Notibras

Distopia de quem vive com a própria opressão

“Que sons estranhos me puxam para fora? Seria aquela luz a saída do labirinto? O que viria antes da morte ou após a vida?”

Neyla acordaria no início da tarde. Tomaria café requentado. Mijaria em jorros alternados. Acenderia um cigarro e fumaria calmamente. Súbito, o desespero: Não há fumaça, nem sabor, nem chama, nem luz, nem movimento, nem anjos eleitos ou caídos para espantar… Nem o tic-tac do relógio na parede do tempo?

Passado o desespero, Neyla acenderia velas vermelhas e entoaria sete cânticos vitorianos. Chorados. Lentos. Quase zens.

A empregada de Neyla não pegaria o trem no subúrbio e não chegaria a tempo de salvar Neyla da fúria invasora. Na delegacia, ela não diria que há dias a patroa repetira o mesmo ritual:

“Dona Neyla fazia sempre assim; acordava tarde, mijava em jorros, acendia o cigarro e fumava despreocupada; depois… Ah! Sei não, meu!”.

Neyla, como todos os mortais, deliraria e tentaria sonhar a maior parte do tempo:

Como seria desafiador fazer a barba sem ter barba? Pegar a dentadura no copo d´agua e embutir na boca tendo ainda todos os dentes perfeitos? Arregaçar o prepúcio para lavar a glande sem ter pênis?

Após o delírio, Neyla levaria o cachorro para tomar cerveja.

Neyla cortaria as unhas das mãos e dos pés pela primeira vez em décadas.

Vaidosa, pintaria os cabelos de verde ou vermelho ou ainda amarelado-pálido. Pensaria viajar por entre mosaicos e caleidoscópios que, por instantes, sugeririam certas referências passageiras.

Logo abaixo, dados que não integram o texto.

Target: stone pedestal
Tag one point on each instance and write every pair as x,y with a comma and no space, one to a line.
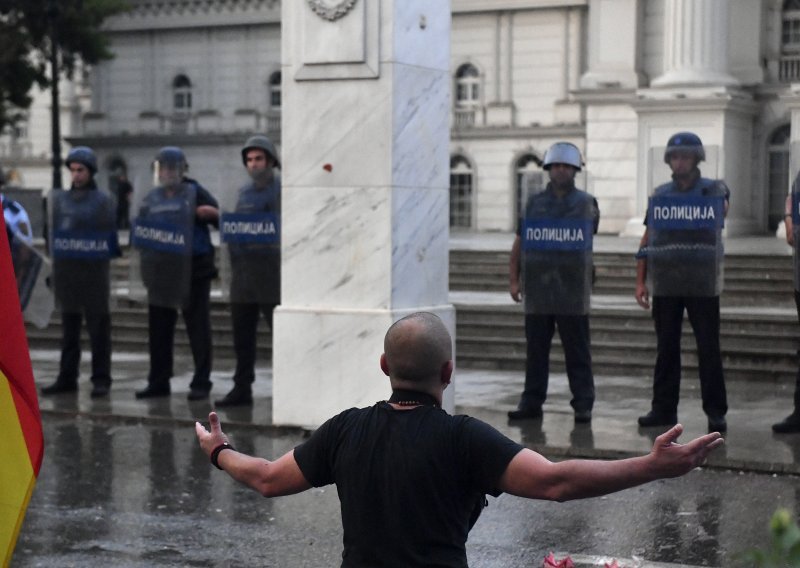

Neyla não saberia, mas provocaria estranhamentos:

Seriam mistérios d´alma? Coisas do inconsciente? Sentidos forjados em uma dimensão metafísica? Sensações travadas entre o tapa, o afago e o beijo? Qual a hora decisiva de chegar e o segundo inexato da partida?

Neyla sentiria fome de comida e inventaria sobre Deus, fixando as retinas dos olhos da freira anã, após um rápido hambúrguer e coca-diet num fast-food. Neyla não saberia.

De fato, a empregada de Neyla não viria. Os bombeiros não chegariam para salvar Neyla da fúria devastadora. A polícia não abriria o inquérito e jamais desvendaria o mistério. A imprensa não teria fatos para noticiar.

Neyla desconheceria as almas dissimuladas dos invasores de corpos, os livros malditos jamais escritos e os filmes para sempre inacabados. Tão pouco sofreria pelos dilemas morais dos cachorros viciados em cerveja.

Neyla não assombraria o mundo com suas posições de vanguarda.

Por um segundo pensaria:

Que sons estranhos me puxam para fora? Seria aquela luz a saída do labirinto? O que viria antes da morte ou após a vida?

Neyla jamais seria.

A mãe de Neyla acordaria no início da tarde. Tomaria café requentado.

Mijaria em jorros alternados. Acenderia um cigarro e fumaria calmamente.

Entraria no Whatsapp, após ter abandonado para sempre suas excêntricas intuições sobre tempos passados, presentes e futuros.